Web Scraping in Python

15/05/18   15 minutes read     836 Naren Allam

Web Scraping is the process of data extraction from various websites.

Multiple Techniques For Scraping

1. Requests — Http Library In Python

To scrape the page or a website, we first need the content of the HTML page in an HTTP response object. The requests library from python is pretty handy and very easy to use. It uses urllib inside. I like requests as it’s easy and the code becomes readable too.

                      #Example showing how to use the requests library

import requests
res = requests.get("") #Fetch HTML Page


2. Beautifulsoup

BeautifulSoup is a very powerful Python library which helps you to extract the data from the page. It’s easy to use and has a wide range of APIs that’ll help you to extract the data. We use the requests library to fetch an HTML page and then use the Beautiful Soup to parse that page. In this example, we can easily fetch the page title and all links in the page.

                      from bs4 import BeautifulSoup
import requests

res = requests.get("") #Fetch HTML Page
soup = BeautifulSoup(res.text, "html.parser") #Parse HTML Page
print( "Webpage Title:" + soup.title.string)
print ("Fetch All Links:", soup.find_all('a'))

3. Python Scrapy Framework

Scrapy is faster than BeautifulSoup. Scrapy is a web crawling framework for developers to write code to create spiders, which define how a certain site (or a group of sites) will be scrapped.
The biggest feature is that it is built on Twisted, an asynchronous networking library, so Scrapy is implemented using a non-blocking (aka asynchronous) code for concurrency, which makes the spider performance is very great.
Moreover, it is a framework to write scrapers as opposed BeautifulSoup which is just a library to parse HTML pages.

Here is a simple example of how to use scrapy. Install scrapy via pip. Scrapy gives a shell after parsing a website.

                      $ pip install scrapy   #Install Scrapy"
$ scrapy shell

In [1]: response.xpath("//a").extract() #Fetch all a hrefs

Now let's write a custom spider to parse a website.
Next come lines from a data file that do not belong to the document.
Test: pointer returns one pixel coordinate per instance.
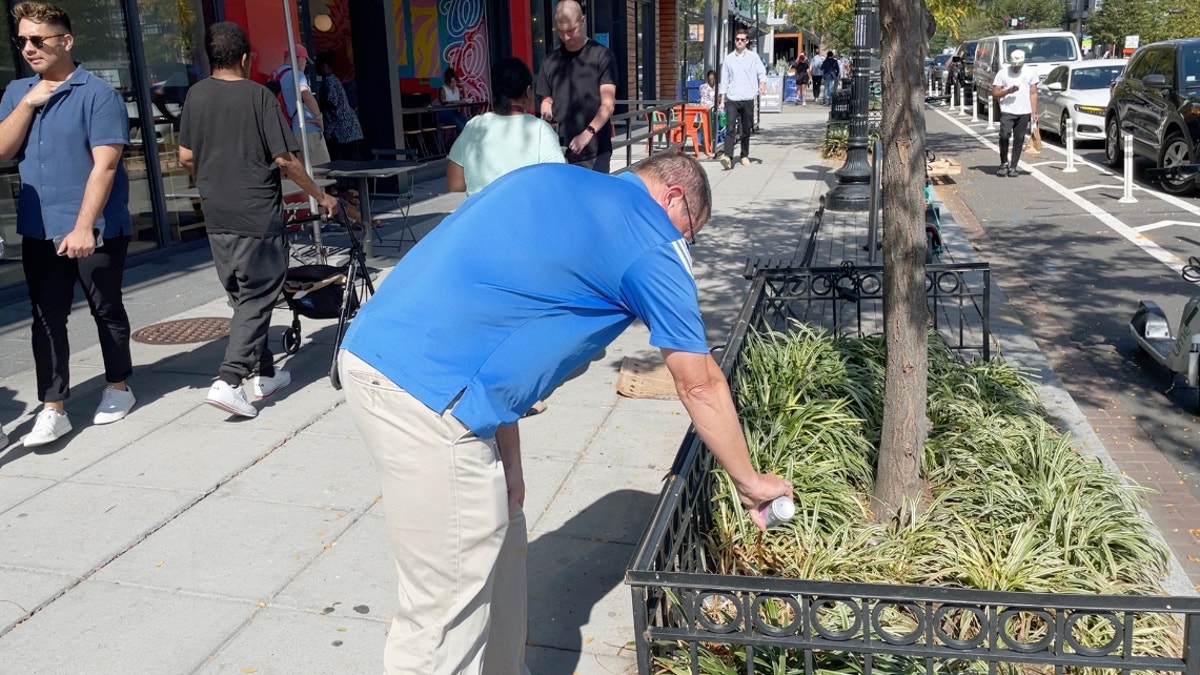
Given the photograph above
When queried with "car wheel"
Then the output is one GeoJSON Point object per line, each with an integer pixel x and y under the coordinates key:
{"type": "Point", "coordinates": [1113, 153]}
{"type": "Point", "coordinates": [1175, 151]}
                      import scrapy

class BlogSpider(scrapy.Spider):
    name = 'blogspider'
    start_urls = ['']
    def parse(self, response):
        for title in response.css('h2.entry-title'):
            yield {'title': title.css('a ::text').extract_first()}
 scrapy runspider

That’s it. Your first custom spider is created. Now let’s understand the code.
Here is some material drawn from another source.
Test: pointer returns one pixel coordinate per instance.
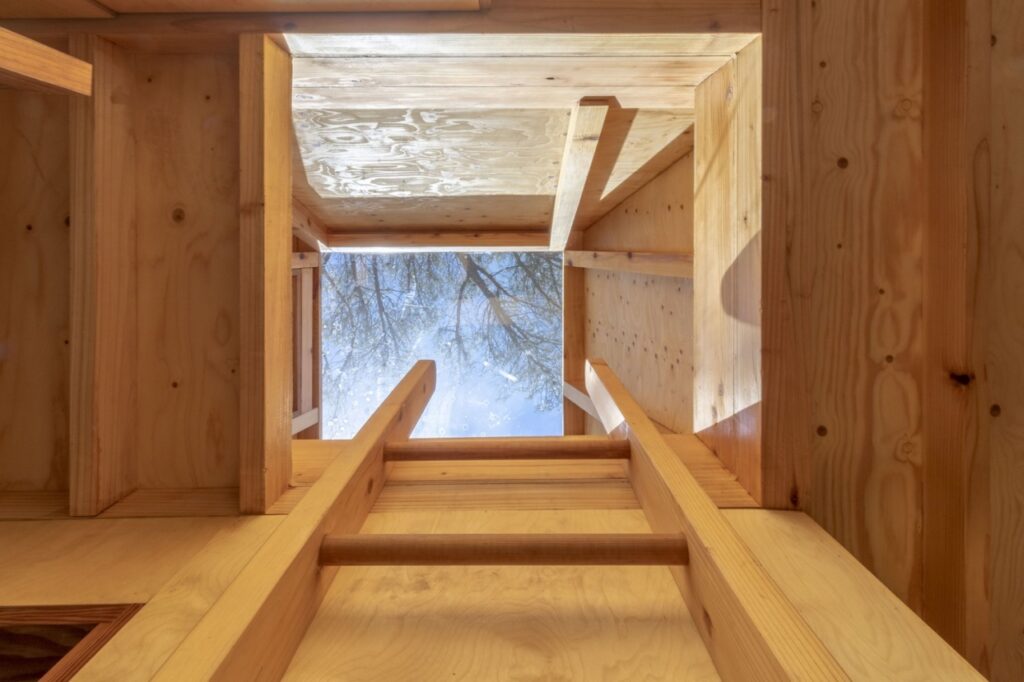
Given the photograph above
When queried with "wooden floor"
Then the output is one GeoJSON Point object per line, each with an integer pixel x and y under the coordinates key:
{"type": "Point", "coordinates": [491, 623]}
  • name: Name of the spider, in this case, it is “blogspider”.

  • start_urls: A list of URLs where the spider will begin to crawl from.
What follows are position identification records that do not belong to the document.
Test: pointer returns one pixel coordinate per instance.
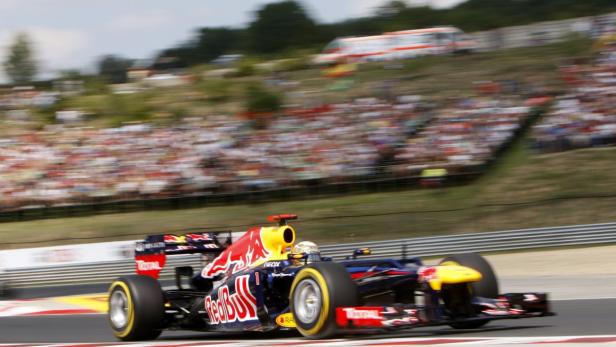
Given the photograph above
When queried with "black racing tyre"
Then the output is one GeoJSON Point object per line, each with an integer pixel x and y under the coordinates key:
{"type": "Point", "coordinates": [136, 308]}
{"type": "Point", "coordinates": [317, 290]}
{"type": "Point", "coordinates": [487, 287]}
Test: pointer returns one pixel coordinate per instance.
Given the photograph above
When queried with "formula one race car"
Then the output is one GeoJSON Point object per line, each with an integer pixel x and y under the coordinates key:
{"type": "Point", "coordinates": [265, 281]}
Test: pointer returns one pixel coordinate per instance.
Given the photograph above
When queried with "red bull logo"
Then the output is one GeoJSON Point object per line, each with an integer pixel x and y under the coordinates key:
{"type": "Point", "coordinates": [174, 239]}
{"type": "Point", "coordinates": [239, 256]}
{"type": "Point", "coordinates": [150, 264]}
{"type": "Point", "coordinates": [227, 308]}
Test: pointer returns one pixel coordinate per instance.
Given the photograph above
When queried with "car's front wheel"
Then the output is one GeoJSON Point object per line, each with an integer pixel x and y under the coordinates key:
{"type": "Point", "coordinates": [316, 292]}
{"type": "Point", "coordinates": [136, 308]}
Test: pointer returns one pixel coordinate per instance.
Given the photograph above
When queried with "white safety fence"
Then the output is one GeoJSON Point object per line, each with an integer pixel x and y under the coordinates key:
{"type": "Point", "coordinates": [75, 264]}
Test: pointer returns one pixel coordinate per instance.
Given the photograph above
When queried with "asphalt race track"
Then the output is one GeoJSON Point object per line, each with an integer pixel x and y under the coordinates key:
{"type": "Point", "coordinates": [575, 317]}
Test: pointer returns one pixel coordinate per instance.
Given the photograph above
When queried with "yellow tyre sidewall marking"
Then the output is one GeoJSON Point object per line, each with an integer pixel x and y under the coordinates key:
{"type": "Point", "coordinates": [131, 311]}
{"type": "Point", "coordinates": [315, 275]}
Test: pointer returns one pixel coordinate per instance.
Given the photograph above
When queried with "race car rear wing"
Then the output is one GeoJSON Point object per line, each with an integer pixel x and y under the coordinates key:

  • parse(self, response): This function is called whenever the crawler successfully crawls a URL. Remember the                     response object from earlier in the scrapy shell? This is the same response object that is passed to the parse(..).
  • When you run this, Scrapy will look for start URL and will give you all the divs of the h2.entry-title class and extract the associated text from it. Alternately, you can write your extraction logic in the parse method or create a separate class for extraction and call its object from the parse method.


  • We’ve seen the basics of scraping, frameworks, how to crawl and do’s and don’ts of scraping.

  • Follow target URLs rules while scraping. Don’t make them block your spider.

  • Maintenance of data and spiders at scale is difficult. Use Docker/Kubernetes and public cloud provider like AWS           to easily scale your web-scraping backend.

  • Always respect the rules of the websites you plan to crawl and if APIs are available, always use them first.